# Some pictures of meet @Klasen



## TwinSport (Aug 5, 2007)

Hey there,

got some pictures from Astra-H meeting at Klasen-Motors.de .
I hope you like some of the cars.


----------



## ryanuk (Jun 22, 2007)

some nice pictures there.


----------



## Alex L (Oct 25, 2005)

Cool pics, love the Blue and White Astra and the Carbon Fibre ST grill is great


----------



## Bulla2000 (Jun 5, 2007)

Hi TwinSport, are you the same like in www.astra-h.de ?
Nice pictures mate.


----------



## TwinSport (Aug 5, 2007)

Hi Thomas! Of course I am the same! 

Thanks to all of you! Nice to hear you like the pics&cars.


----------



## S-X-I (Sep 6, 2006)

looks like a good turn out.

Can't beat Arden Blue, what a colour!


----------



## TwinSport (Aug 5, 2007)

Yeah, Ardenblue looks cool, had it once on a Zafira A OPC.

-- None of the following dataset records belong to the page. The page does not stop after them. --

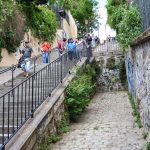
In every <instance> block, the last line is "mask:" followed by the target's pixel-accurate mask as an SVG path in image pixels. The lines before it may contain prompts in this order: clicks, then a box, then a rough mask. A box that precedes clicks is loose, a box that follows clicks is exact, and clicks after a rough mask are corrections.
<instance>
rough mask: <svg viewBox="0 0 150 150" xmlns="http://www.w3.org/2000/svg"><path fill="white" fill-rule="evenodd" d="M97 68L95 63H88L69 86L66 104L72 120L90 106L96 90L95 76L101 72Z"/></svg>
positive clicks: (73, 119) (75, 119)
mask: <svg viewBox="0 0 150 150" xmlns="http://www.w3.org/2000/svg"><path fill="white" fill-rule="evenodd" d="M97 70H98V69H97V66H96V65H95V64H93V65H92V66H91V65H89V64H88V65H87V66H86V67H85V69H84V70H83V72H81V73H80V74H78V75H77V76H76V78H75V79H74V80H73V82H72V83H71V84H70V85H69V86H68V87H67V90H66V105H67V107H68V112H69V115H70V119H71V121H75V120H76V119H77V117H78V116H79V115H80V114H81V113H82V112H83V111H84V110H85V108H86V106H88V104H89V102H90V98H91V96H92V95H93V93H94V91H95V87H96V85H95V78H96V76H97V74H98V73H99V71H97ZM78 73H79V72H78Z"/></svg>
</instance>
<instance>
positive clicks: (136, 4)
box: [133, 0, 150, 30]
mask: <svg viewBox="0 0 150 150" xmlns="http://www.w3.org/2000/svg"><path fill="white" fill-rule="evenodd" d="M133 4H134V5H136V6H137V7H138V8H139V10H140V14H141V18H142V23H143V27H144V30H146V29H147V28H149V27H150V0H133Z"/></svg>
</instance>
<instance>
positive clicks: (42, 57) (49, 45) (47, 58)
mask: <svg viewBox="0 0 150 150" xmlns="http://www.w3.org/2000/svg"><path fill="white" fill-rule="evenodd" d="M50 48H51V45H50V43H49V42H47V41H45V42H44V43H43V44H42V60H43V63H48V61H49V62H50V60H48V59H49V51H50Z"/></svg>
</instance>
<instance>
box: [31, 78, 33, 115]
mask: <svg viewBox="0 0 150 150" xmlns="http://www.w3.org/2000/svg"><path fill="white" fill-rule="evenodd" d="M33 96H34V76H32V102H31V103H32V104H31V118H33V117H34V115H33V112H34V108H33V107H34V106H33V105H34V104H33Z"/></svg>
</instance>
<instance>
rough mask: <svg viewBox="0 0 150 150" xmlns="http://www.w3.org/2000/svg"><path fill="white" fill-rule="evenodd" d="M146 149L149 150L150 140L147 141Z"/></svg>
mask: <svg viewBox="0 0 150 150" xmlns="http://www.w3.org/2000/svg"><path fill="white" fill-rule="evenodd" d="M146 150H150V142H148V143H147V146H146Z"/></svg>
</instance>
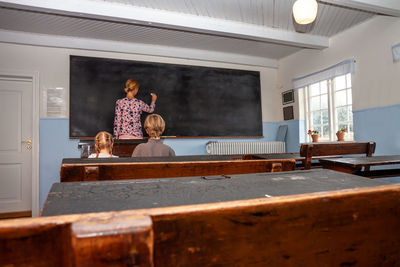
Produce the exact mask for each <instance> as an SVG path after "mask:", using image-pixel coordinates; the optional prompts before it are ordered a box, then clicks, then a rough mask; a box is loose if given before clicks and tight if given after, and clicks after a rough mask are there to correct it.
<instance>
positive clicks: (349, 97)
mask: <svg viewBox="0 0 400 267" xmlns="http://www.w3.org/2000/svg"><path fill="white" fill-rule="evenodd" d="M346 91H347V104H352V103H353V98H352V95H351V89H349V90H346Z"/></svg>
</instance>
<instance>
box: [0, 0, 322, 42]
mask: <svg viewBox="0 0 400 267" xmlns="http://www.w3.org/2000/svg"><path fill="white" fill-rule="evenodd" d="M0 6H6V7H13V8H21V9H24V10H31V11H39V12H46V13H51V14H59V15H68V16H75V17H81V18H90V19H99V20H104V21H112V22H119V23H131V24H136V25H142V26H147V27H159V28H165V29H172V30H180V31H189V32H195V33H201V34H208V35H217V36H223V37H230V38H239V39H246V40H253V41H260V42H268V43H276V44H283V45H290V46H294V47H301V48H314V49H324V48H327V47H329V38H328V37H324V36H316V35H311V34H304V33H297V32H290V31H284V30H279V29H274V28H269V27H263V26H259V25H254V24H248V23H241V22H237V21H232V20H223V19H214V18H210V17H202V16H195V15H191V14H183V13H178V12H171V11H165V10H157V9H151V8H144V7H138V6H133V5H127V4H120V3H113V2H106V1H98V0H68V1H64V0H61V1H60V0H53V1H52V0H35V1H29V0H13V1H10V0H9V1H0Z"/></svg>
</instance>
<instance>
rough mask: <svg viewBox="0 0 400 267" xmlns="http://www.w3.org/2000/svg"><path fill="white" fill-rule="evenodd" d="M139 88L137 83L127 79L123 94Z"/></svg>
mask: <svg viewBox="0 0 400 267" xmlns="http://www.w3.org/2000/svg"><path fill="white" fill-rule="evenodd" d="M138 88H139V83H138V82H137V81H136V80H134V79H128V80H127V81H126V83H125V89H124V90H125V93H128V92H131V91H134V90H136V89H138Z"/></svg>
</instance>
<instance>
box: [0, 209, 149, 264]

P.S.: The black one with D-OP 240 is mine.


----------



## Mike_001 (Apr 7, 2007)

TwinSport said:


>


That looks like SERIOUS business. :doublesho


----------



## TwinSport (Aug 5, 2007)

Yes, it is :car: .

Audi RS4 powered by Klasen with less weight and a lot of power  .


----------